Being part of CTWUG we are alway on the lookout for new services to run on our network that could prove usefull to the users of the CTWUG network.
The latest idea we got was to provide users with a local copy of the Wikipedia website, this would enable CTWUG users to view wikipedia content at local network speeds without having an internet connection.
After extensive research I came across this nice tutorial on how to run your own copy of Wikipedia from a database dump of the real Wikipedia website. Who whould have thought that Wikipedia would offer a montly database dump of their Website for users to download, good news is that they do.
I’ll provide the steps for you to follow to set up your own Wikipedia mirror, please note basic knowledge of linux, bash, apache and mysql is required. The steps is for installing the mirror on a Ubuntu machine.
So here is the steps for setting up your own Wikipedia mirror from their database dump.
- Install LAMP: Linux Apache MySQL PHP
apt-get update apt-get install apache2 php5 libapache2-mod-php5 mysql-server mysql-client php5-mysql phpmyadmin
- Setup MySQL: You need to set your mysql root password
$ mysql mysql> USE mysql; mysql> UPDATE user SET Password=PASSWORD(’new-password’) WHERE user=’root’; mysql> FLUSH PRIVILEGES;
You also need to create a database for your incoming Wikipedia. Go to http://localhost/ and click on phpmyadmin. Log in using your new root password. Under Create new database, enter
wikidband click Create. On the new page, click on Privileges, add the new userwikiuserand clickcheck all, thenGo. - Download the MediaWiki software: This is the software wikipedia is running on. Go to the MediaWiki download page. On the right, download the .tar.gz file.
wget http://download.wikimedia.org/mediawiki/1.15/mediawiki-1.15.1.tar.gz
Decompress it and move it to /var/www/
tar xf mediawiki-1.15.1.tar.gz mv mediawiki-1.15.1.tar.gz wikipedia sudo mv wikipedia /var/www/
I am installing it under the directory wikipedia.
Change the file permissions of the config directorycd /var/www/wikipedia/ chmod a+x config/
Now navigate to http://localhost/wikipedia/ From here, the only things you need to put in are
- Site name (I chose WikiMirror)
- WikiSysop’s password (The administrator password)
- DB password
Now you need to move LocalSettings.php out of config.
mv config/LocalSettings.php
Now you can go to http://localhost/wikipedia/ and you should see your virgin MediaWiki install!

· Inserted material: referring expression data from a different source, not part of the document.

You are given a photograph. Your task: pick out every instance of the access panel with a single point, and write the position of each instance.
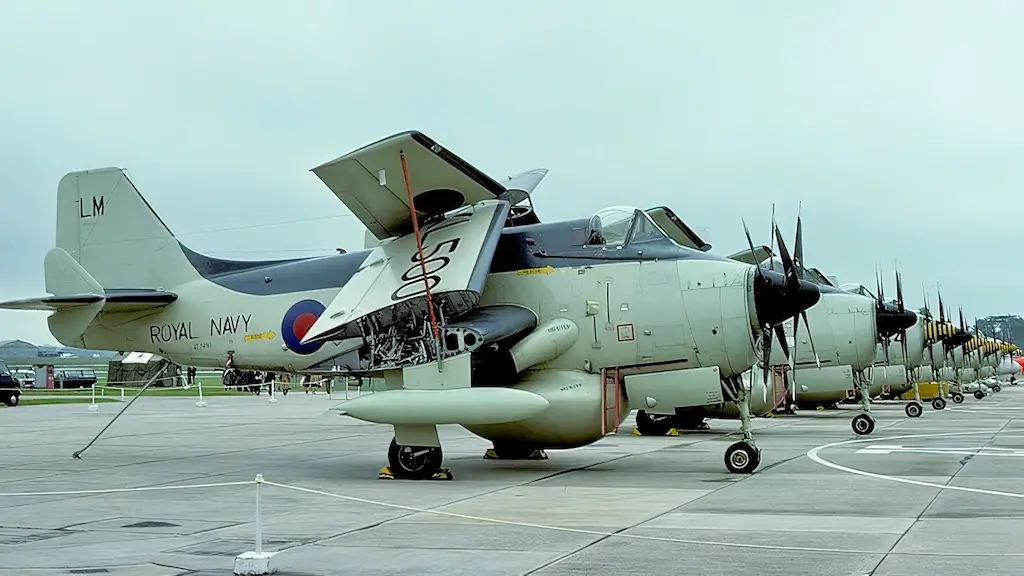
(662, 393)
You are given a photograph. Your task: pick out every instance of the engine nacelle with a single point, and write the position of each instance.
(718, 314)
(915, 355)
(1008, 367)
(893, 376)
(571, 419)
(843, 326)
(545, 343)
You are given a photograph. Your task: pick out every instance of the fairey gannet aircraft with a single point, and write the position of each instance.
(472, 312)
(843, 331)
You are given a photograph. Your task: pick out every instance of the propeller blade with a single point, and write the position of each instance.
(798, 248)
(899, 292)
(787, 266)
(793, 359)
(750, 244)
(780, 334)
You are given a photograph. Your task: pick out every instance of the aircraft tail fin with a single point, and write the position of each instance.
(105, 225)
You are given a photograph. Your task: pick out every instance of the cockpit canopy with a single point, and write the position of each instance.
(617, 227)
(858, 289)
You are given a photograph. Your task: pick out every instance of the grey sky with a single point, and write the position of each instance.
(897, 124)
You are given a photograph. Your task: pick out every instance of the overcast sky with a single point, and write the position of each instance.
(898, 124)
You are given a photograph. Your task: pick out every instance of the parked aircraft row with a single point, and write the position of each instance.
(531, 334)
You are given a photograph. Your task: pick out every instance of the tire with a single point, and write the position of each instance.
(862, 424)
(406, 465)
(741, 457)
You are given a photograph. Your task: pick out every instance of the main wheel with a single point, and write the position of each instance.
(654, 424)
(414, 462)
(742, 457)
(863, 423)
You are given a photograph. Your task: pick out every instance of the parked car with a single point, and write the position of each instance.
(74, 377)
(26, 377)
(10, 388)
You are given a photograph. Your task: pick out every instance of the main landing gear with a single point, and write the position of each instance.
(415, 462)
(864, 423)
(743, 456)
(668, 424)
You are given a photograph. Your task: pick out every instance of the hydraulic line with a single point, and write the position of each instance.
(423, 264)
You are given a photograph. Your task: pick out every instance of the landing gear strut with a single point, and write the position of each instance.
(743, 456)
(864, 423)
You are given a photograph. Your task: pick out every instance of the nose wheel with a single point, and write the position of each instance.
(864, 423)
(742, 457)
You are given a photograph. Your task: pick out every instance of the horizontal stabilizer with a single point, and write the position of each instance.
(677, 230)
(761, 253)
(521, 187)
(372, 180)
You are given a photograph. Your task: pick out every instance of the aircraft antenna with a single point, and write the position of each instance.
(423, 264)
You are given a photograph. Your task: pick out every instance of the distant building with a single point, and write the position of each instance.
(24, 352)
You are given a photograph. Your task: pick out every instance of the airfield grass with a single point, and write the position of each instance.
(211, 386)
(38, 401)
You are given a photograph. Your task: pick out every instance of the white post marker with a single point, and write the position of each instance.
(256, 563)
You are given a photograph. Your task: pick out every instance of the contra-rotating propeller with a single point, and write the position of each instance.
(892, 320)
(778, 297)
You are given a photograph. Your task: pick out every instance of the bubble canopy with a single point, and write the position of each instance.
(616, 227)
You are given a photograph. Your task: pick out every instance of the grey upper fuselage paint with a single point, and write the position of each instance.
(557, 245)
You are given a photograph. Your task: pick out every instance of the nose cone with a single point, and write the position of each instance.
(776, 301)
(890, 321)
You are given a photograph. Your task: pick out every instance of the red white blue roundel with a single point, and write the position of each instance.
(297, 322)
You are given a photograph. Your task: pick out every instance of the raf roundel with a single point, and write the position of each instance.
(297, 322)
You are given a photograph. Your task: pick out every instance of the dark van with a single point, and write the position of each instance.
(10, 388)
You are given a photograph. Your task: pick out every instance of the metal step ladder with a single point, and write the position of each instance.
(611, 399)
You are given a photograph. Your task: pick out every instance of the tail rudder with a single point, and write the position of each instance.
(107, 227)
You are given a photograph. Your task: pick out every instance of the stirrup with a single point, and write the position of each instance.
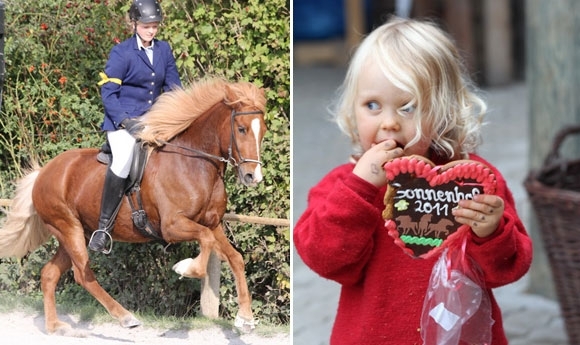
(104, 251)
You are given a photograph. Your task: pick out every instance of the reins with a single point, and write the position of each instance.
(233, 143)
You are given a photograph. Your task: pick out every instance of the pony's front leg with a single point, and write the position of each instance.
(245, 318)
(50, 275)
(197, 268)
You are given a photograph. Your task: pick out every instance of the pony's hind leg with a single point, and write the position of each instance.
(50, 275)
(72, 250)
(245, 318)
(197, 268)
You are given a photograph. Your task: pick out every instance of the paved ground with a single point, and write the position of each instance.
(318, 146)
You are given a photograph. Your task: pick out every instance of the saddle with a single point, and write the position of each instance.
(133, 187)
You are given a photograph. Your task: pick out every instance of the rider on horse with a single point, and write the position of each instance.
(137, 71)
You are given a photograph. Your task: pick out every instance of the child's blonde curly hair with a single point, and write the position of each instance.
(421, 59)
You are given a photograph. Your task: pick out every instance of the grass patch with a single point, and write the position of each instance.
(91, 311)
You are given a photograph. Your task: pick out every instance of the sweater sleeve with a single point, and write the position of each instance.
(334, 236)
(506, 255)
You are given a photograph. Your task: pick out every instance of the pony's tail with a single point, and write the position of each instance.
(23, 230)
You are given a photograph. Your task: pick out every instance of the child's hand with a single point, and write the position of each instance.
(370, 165)
(482, 214)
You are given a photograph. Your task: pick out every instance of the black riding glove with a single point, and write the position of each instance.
(132, 125)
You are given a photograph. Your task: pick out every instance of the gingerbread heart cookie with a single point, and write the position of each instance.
(420, 196)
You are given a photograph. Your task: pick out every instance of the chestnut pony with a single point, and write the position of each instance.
(194, 133)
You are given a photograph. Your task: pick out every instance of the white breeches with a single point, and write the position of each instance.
(122, 144)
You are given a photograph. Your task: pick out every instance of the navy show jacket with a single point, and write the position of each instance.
(141, 82)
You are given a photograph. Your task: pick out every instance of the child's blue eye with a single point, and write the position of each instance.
(408, 109)
(373, 105)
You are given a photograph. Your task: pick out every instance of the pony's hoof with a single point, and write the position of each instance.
(245, 325)
(130, 321)
(60, 328)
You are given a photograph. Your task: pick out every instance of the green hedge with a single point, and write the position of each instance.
(54, 51)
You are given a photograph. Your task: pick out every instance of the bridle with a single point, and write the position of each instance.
(231, 146)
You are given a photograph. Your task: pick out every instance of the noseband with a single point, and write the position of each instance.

- Get Wikipedia’s database dumpYou can get the latest version of Wikipedia’s database dump by subscribing to http://download.wikimedia.org/enwiki/latest/enwiki-latest-pages-articles.xml.bz2-rss.xml the latest file I got was http://download.wikimedia.org/enwiki/20091009/enwiki-20091009-pages-articles.xml.bz2
wget http://download.wikimedia.org/enwiki/20091009/enwiki-20091009-pages-articles.xml.bz2
The file is 5.2GB so it should take a while to download.

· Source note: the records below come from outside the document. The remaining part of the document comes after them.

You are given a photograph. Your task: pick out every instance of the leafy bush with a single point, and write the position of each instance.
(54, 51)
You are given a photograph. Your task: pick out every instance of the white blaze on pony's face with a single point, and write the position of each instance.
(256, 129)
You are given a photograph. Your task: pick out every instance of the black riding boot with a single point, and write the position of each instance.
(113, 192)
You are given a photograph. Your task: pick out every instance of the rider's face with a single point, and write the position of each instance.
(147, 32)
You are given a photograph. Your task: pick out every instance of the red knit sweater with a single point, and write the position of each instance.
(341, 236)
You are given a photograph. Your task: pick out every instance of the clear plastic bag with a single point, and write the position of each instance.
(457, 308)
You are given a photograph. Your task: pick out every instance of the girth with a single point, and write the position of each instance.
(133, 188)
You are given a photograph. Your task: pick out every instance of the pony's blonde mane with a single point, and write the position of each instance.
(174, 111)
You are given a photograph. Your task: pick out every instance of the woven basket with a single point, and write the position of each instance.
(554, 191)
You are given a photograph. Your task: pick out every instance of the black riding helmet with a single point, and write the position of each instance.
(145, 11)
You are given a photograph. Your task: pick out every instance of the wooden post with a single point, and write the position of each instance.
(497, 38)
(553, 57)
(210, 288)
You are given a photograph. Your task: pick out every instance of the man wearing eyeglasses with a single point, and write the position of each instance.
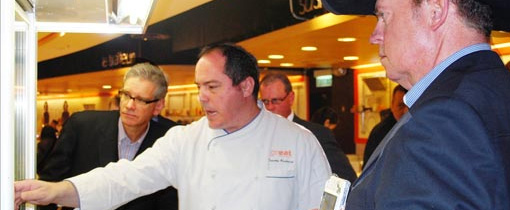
(91, 139)
(238, 156)
(277, 95)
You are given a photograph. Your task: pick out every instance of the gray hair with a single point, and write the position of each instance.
(151, 73)
(475, 14)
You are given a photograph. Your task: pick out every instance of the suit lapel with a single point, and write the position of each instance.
(108, 140)
(380, 148)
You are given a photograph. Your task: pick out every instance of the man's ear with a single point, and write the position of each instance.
(247, 86)
(159, 106)
(438, 12)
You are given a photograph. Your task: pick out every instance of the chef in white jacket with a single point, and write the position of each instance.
(239, 156)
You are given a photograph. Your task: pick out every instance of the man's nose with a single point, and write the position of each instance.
(377, 36)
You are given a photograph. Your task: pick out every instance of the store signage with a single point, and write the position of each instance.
(306, 9)
(119, 59)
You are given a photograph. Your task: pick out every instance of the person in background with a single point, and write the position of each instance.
(327, 117)
(114, 103)
(91, 139)
(451, 150)
(239, 156)
(47, 139)
(397, 109)
(65, 113)
(277, 95)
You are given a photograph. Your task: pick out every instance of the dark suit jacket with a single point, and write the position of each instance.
(337, 159)
(451, 150)
(376, 135)
(89, 140)
(45, 146)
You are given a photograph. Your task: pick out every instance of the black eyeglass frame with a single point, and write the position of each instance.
(135, 99)
(274, 101)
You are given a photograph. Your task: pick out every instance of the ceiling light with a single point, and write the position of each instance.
(275, 56)
(351, 58)
(366, 66)
(309, 48)
(346, 39)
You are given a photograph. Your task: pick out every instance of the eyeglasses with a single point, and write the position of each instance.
(274, 101)
(124, 96)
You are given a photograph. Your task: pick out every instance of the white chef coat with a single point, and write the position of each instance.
(269, 164)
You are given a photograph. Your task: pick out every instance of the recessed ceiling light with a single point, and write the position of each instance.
(351, 58)
(346, 39)
(275, 56)
(365, 66)
(309, 48)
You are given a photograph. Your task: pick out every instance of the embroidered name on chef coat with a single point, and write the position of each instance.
(281, 164)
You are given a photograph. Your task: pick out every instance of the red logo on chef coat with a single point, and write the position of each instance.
(281, 153)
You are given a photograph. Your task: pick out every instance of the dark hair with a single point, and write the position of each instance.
(476, 14)
(273, 77)
(239, 64)
(323, 114)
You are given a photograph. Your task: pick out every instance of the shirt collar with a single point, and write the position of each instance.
(291, 116)
(417, 90)
(123, 136)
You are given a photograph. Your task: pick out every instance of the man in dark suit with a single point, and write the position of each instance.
(91, 139)
(452, 148)
(46, 143)
(397, 109)
(277, 95)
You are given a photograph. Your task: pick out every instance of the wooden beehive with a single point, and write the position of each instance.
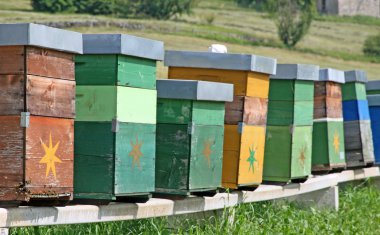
(374, 111)
(288, 145)
(328, 135)
(37, 93)
(357, 124)
(190, 127)
(250, 76)
(115, 126)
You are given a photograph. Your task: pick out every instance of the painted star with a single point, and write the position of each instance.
(136, 152)
(336, 142)
(207, 151)
(251, 159)
(50, 158)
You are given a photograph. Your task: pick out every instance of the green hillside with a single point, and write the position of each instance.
(331, 42)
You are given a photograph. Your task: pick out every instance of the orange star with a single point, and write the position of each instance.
(136, 152)
(50, 158)
(207, 151)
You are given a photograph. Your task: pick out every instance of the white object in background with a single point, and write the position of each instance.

After downloading decompress the filetar xf enwiki-20091009-pages-articles.xml.bz2
The uncompressed size is almost 20 GB so be sure you have enough disk space available.
Now for the lenghty part of the process, you need to import the file into your mysql database.
Download mwimport.sh and save it and run it like thiscat enwiki-<date>.xml | mwimport | mysql -f -u <admin name> -p <database name>
This process should take a few hours to complete, from 7-12 hours depending on your HDD speed and processor.
That should be all, if all went well your will have a complete working copy of wikipedia on your local machine. CTWUG members can look forward to this service very soon.

Just curious, how much memory was on the system that you did this on, and did you modify any of the settings for mySQL?
Couple things:
1) Yes, a tweak to /etc/mysql/my.cnf was required; I changed max_packet_size to 128 MB. (It was 16 MB. 128 was probably overkill… but hey — better safe than sorry.)
2) No need to de-compress the .bz2 — and I don’t know if you could even *do* that with tar, since a .bz2 is a bzip’d file, and not a tar archive. Instead, I used the following:
bzcat enwiki-[...]-pages-articles.xml.bz2 | mwimport | mysql -p -f -u
3) Note that you can’t just do a “wget” on the mwimport link above — that’s a link to a mediawiki page that, in turn, has text you need to stuff into an executable, and then chmod +x on.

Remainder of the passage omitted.